The Malfoys WAS: Wizarding kids and their parents
justcorbly
justcorbly at yahoo.com
Tue Aug 5 00:10:43 UTC 2008
No: HPFGUIDX 183994
--- In HPforGrownups at yahoogroups.com, "Carol" <justcarol67 at ...> wrote:
>
> Carol again:
> In character, certainly. Hermione is always taking things into her own
> hands... Hermione takes charge of the parents without whom she would not even
exist... Maybe in your view it's all right for a child to control the lives of her capable adult
>parents.
The "in character" thing takes precedence for me since we are talking about a novel.

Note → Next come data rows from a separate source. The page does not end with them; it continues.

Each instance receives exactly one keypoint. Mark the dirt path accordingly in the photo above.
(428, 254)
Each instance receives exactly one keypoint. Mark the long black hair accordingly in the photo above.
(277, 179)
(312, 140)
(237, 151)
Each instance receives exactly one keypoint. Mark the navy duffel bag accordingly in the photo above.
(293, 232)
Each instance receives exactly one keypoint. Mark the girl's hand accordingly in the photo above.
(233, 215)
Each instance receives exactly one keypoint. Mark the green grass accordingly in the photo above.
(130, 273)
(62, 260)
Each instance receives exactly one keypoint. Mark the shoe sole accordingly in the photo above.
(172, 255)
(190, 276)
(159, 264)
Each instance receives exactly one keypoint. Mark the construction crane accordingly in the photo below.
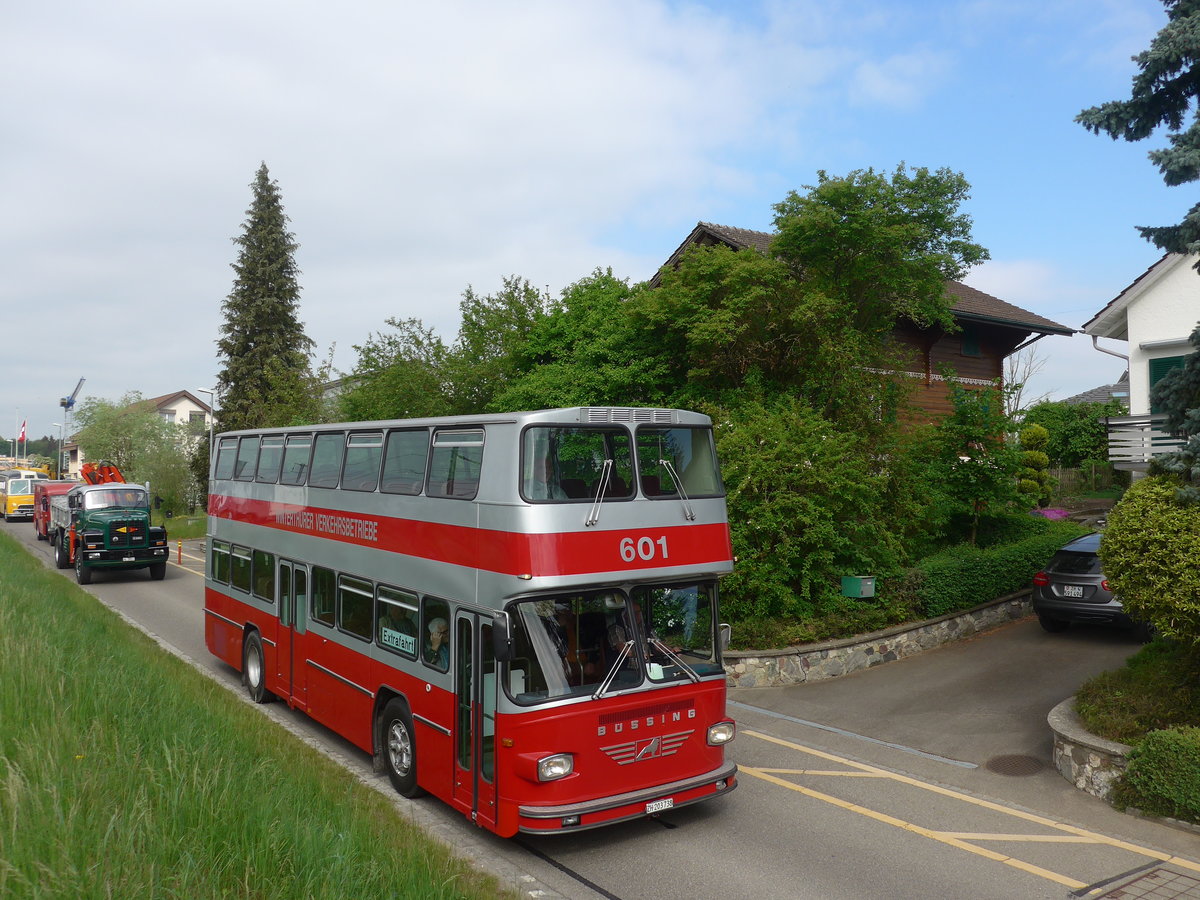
(69, 402)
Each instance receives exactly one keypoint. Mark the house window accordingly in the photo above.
(1159, 367)
(970, 342)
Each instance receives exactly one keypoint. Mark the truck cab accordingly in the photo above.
(106, 526)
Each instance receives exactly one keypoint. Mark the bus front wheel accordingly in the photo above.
(253, 671)
(400, 749)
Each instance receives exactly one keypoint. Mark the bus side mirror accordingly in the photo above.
(502, 645)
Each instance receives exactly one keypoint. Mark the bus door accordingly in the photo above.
(474, 739)
(293, 583)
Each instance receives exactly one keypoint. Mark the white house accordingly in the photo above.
(1153, 316)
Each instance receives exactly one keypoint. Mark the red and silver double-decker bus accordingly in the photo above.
(516, 613)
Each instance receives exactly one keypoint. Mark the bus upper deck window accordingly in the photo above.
(227, 454)
(269, 459)
(327, 460)
(570, 463)
(361, 468)
(678, 461)
(295, 459)
(456, 461)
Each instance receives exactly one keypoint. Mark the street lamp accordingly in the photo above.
(58, 462)
(213, 402)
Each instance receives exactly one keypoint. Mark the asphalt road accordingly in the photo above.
(875, 785)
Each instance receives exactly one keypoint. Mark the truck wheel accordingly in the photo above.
(400, 749)
(61, 561)
(83, 573)
(253, 671)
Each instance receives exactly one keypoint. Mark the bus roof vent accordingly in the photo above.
(627, 414)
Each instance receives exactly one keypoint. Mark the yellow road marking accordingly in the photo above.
(917, 829)
(1077, 834)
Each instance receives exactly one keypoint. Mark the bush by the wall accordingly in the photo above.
(965, 576)
(1163, 777)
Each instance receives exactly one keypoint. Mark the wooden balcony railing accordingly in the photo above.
(1134, 439)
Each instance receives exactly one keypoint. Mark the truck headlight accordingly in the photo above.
(551, 768)
(721, 733)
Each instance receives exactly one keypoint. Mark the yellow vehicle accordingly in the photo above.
(17, 497)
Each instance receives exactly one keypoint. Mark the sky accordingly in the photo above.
(421, 149)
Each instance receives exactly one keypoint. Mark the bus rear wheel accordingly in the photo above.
(253, 671)
(400, 749)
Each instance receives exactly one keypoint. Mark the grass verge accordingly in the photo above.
(126, 773)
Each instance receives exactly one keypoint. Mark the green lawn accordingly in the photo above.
(126, 773)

As
with any student away from home at a boarding school or college, the student determines
what his or her parents learn about their experiences. Certainly, Dumbledore or any of the
other teachers could have told the Grangers what their daughter had got herself into. I
doubt, though, that they were oblivious to her petrified stage, since that occupied a
significant period of time during which they'd likely have written her. And, if they weren't
in the habit of communicating with Hermione, that helps to explain her decision.
Whether or not Hermione was right, in a novel or in reality, seems to me a moot point.
Parents and children do all kinds of inexplicable things to each other.
Hermione also had good reason to think her parents were at risk. She know Voldemort
was out and about. She knew that he knew she was one of Harry's two closest allies. That
Voldemort might threaten her parents to thwart her efforts was an easy and logical
assumption.
> Carol:
> And why shouldn't she tell them at least as much as Harry tells the
> Dursleys...
Every child knows his or her parents best. Presumably, Hermione had good reason for her
actions. We certainly know next to nothing about her parents' emotional makeup. As for
Harry and his aunt and uncle... well, he certainly didn't want them to be killed, but I doubt
he really cared much if they got upset about events.
> Carol:
> We don't know that it worked. All we know is that it got them out of
> England and Hermione, unlike Ron, didn't need to spend time worrying
> about her family. It's a plot device, pure and simple, for disposing
> of the Grangers...
Well, I believe we get an indication that Hermione brought her parents back from Oz and
more or less fixed things. But, that may have come from JKR after the publication of DH
(I'm too lazy to go check).
JKR might just as well have ignored the Granger's, as she otherwise did throughout. I
believe it would have been difficult for her to introduce Mom and Pop Granger as real
characters without altering the story. I.e., we readers, having met the Grangers, would
want to know what is happening with them, and JKR would have been forced to include a
thread of exposition about them, a thread that contributed nothing to the story. Muggles,
in a story of conflict between witches and wizards, are essentially powerless creatures
whose protection draws upon scarce resources and whose weakness threatens all.